Without the insurance fraud conviction being taken into account, the petitioner would have been entitled to a Category One classification and a correspondingly shorter sentencing guideline range. In response to the petitioner's request that the insurance fraud conviction be dismissed from the criminal history computation, the Court responded, "If it were expunged, I would dismiss it. Is it expunged?" (Sent. Tr. at 49.) The petitioner's counsel responded, "[The California statute] speaks to dismissal. It does not speak to expungement." (Sent. Tr. at 51.) Consequently, the Court refused to dismiss the insurance fraud conviction and found that Anderson's prior convictions merited a Category Two classification. On March 18, 2005, thirty-eight days after the petitioner was sentenced, the California state court, pursuant to California Penal Code § 1203.4, set aside the petitioner's insurance fraud conviction and dismissed the information against him. On May 11, 2006, the petitioner moved to have his sentence reduced in light of the California court's dismissal of his prior conviction [docket entry no. 226].
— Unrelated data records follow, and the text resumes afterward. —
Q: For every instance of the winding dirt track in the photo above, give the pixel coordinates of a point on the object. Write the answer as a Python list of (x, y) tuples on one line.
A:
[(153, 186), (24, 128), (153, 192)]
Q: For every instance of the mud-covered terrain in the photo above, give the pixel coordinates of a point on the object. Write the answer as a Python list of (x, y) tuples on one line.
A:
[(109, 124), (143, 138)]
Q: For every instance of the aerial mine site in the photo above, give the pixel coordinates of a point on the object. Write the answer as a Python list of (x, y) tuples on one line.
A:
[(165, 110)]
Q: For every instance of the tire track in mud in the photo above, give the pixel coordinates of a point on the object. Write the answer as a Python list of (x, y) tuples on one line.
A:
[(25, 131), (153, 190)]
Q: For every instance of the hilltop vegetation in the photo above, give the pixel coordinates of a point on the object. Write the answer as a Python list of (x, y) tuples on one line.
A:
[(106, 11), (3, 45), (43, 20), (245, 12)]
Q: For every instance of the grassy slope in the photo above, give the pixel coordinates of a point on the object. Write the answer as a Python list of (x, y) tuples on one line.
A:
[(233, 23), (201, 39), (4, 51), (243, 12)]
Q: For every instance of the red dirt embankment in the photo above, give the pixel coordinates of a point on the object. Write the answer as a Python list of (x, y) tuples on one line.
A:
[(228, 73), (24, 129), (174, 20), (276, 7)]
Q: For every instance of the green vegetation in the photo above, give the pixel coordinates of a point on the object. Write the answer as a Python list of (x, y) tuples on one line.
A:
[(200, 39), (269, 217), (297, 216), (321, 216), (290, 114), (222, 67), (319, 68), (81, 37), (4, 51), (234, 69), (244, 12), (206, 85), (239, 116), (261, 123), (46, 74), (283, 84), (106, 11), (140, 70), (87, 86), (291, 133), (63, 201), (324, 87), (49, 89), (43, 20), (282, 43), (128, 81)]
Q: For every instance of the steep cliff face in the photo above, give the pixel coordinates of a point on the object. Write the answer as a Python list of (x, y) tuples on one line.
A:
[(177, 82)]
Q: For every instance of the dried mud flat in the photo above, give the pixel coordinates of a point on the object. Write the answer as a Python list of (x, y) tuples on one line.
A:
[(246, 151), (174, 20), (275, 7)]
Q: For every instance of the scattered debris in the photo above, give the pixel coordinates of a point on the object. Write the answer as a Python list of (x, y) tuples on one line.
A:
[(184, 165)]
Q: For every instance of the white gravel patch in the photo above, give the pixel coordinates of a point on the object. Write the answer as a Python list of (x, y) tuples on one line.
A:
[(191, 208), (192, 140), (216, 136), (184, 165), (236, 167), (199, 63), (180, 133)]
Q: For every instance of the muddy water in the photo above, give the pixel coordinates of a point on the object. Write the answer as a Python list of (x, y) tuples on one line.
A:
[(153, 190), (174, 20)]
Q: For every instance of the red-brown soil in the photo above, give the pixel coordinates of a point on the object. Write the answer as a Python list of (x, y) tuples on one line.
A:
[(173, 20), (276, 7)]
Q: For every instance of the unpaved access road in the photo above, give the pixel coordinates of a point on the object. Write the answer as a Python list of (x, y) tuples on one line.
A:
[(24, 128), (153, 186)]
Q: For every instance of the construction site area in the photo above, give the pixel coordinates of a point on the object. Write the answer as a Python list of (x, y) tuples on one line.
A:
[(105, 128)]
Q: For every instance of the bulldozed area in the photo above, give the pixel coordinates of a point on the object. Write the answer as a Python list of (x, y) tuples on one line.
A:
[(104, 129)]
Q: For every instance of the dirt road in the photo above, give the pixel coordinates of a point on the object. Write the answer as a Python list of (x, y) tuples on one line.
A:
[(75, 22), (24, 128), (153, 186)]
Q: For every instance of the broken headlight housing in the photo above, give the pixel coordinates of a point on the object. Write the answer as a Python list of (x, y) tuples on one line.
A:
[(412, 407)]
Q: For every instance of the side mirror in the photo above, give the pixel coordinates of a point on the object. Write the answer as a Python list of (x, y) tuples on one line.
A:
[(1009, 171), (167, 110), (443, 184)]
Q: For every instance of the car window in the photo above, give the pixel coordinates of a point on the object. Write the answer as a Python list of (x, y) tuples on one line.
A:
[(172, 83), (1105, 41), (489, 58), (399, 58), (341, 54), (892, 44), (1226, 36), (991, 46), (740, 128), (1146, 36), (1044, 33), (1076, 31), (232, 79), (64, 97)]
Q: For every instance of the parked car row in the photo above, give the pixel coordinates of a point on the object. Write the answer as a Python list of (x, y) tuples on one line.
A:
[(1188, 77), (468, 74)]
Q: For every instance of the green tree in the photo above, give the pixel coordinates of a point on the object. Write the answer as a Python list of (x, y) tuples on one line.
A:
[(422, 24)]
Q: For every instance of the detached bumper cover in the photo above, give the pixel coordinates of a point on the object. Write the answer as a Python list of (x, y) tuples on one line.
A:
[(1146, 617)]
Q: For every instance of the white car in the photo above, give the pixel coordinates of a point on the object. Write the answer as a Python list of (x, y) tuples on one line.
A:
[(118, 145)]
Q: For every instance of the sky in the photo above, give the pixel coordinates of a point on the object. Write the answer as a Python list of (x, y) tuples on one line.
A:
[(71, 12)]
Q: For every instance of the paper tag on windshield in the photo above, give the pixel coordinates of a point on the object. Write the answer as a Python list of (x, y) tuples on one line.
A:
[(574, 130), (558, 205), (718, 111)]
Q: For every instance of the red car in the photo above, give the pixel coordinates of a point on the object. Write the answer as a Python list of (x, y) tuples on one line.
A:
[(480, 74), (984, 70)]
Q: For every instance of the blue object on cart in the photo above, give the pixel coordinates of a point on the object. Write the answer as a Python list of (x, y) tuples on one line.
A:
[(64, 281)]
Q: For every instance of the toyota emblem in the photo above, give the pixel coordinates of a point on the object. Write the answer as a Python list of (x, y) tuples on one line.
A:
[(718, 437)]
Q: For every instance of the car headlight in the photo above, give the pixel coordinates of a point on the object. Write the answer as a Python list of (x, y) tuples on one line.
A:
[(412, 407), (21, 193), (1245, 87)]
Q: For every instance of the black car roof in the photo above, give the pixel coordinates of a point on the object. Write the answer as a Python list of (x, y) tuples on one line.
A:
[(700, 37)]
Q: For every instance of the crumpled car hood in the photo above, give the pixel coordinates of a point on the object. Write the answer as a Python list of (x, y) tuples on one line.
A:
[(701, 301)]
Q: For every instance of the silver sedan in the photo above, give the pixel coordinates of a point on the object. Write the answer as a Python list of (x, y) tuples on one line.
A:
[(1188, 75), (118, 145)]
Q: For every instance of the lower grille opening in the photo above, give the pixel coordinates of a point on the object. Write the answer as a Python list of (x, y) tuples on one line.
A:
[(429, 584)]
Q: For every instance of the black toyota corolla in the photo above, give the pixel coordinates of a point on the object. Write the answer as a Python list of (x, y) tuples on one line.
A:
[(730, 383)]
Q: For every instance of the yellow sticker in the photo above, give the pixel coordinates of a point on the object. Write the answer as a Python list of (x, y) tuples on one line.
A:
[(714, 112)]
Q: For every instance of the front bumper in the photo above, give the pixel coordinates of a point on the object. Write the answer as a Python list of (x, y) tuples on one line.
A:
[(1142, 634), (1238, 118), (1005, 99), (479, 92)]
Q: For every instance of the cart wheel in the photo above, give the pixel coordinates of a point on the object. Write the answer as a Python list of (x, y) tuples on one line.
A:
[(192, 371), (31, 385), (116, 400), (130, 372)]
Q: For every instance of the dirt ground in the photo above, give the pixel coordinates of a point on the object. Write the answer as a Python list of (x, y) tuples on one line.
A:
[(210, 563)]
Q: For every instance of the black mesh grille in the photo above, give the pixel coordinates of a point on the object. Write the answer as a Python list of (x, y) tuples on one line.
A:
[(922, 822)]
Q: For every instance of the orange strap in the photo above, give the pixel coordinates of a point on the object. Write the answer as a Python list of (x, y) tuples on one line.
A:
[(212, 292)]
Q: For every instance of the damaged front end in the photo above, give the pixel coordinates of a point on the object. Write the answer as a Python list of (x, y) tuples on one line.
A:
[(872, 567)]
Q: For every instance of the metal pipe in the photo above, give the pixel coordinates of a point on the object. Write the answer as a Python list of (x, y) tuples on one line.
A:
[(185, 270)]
Without the insurance fraud conviction being considered in the criminal history computation, the defendant's sentencing guideline range would have been between twenty-seven and thirty-three months rather than thirty and thirty-seven months.
See supra n. 1.
The commentary to United States Sentencing Guidelines Section 4A1.2 states, "A number of jurisdictions have various procedures pursuant to which previous convictions may be set aside or the defendant may be pardoned by reasons unrelated to innocence or errors of law. . . . Sentences resulting from such convictions are to be counted. However, expunged convictions are not counted." U.S. SENTENCING GUIDELINES MANUAL § 4A1.2, cmt. n. 11. As previously noted, the California court set aside and dismissed the petitioner's conviction as a unique function of California law. The conviction was not expunged, nor was there a finding of innocence or an error of law; rather, the petitioner's insurance fraud conviction was set aside simply because the petitioner completed his probation without committing any other offense in California. As such, the Court was correct when it included the petitioner's insurance fraud conviction in the criminal history calculation. See United States v. Hayden, 255 F.3d 768, 774 (9th Cir. 2001) (holding that Cal. Penal Code § 1203.4 does not "expunge" a criminal conviction for federal sentencing purposes), quoted in United States v. Myers, 2001 WL 815591, *2 (E.D. La. July 19, 2001). Moreover, the petitioner cites no legal precedent that authorizes the Court to reduce a lawfully imposed sentence. Thus, the petitioner is not entitled to a reduction of his sentence.
CONCLUSION
Since the petitioner admitted to knowing that the laundered funds were derived from the illegal sale of narcotics, the sentencing court correctly applied a Section 2S1.1(b)(1)'s six-level enhancement. As such, the petitioner's habeas petition must be dismissed with prejudice. Because the petitioner's prior California conviction was set aside and not expunged, it was properly included in the petitioner's criminal history computation. Accordingly,
IT IS HEREBY ORDERED that the petitioner's Motion to Vacate [ criminal docket entry no. 216; civil docket entry no. 1] is DISMISSED WITH PREJUDICE.
IT IS FURTHER ORDERED that the petitioner's Motion to Correct or Reduce Sentence [ docket entry no. 226] is DENIED.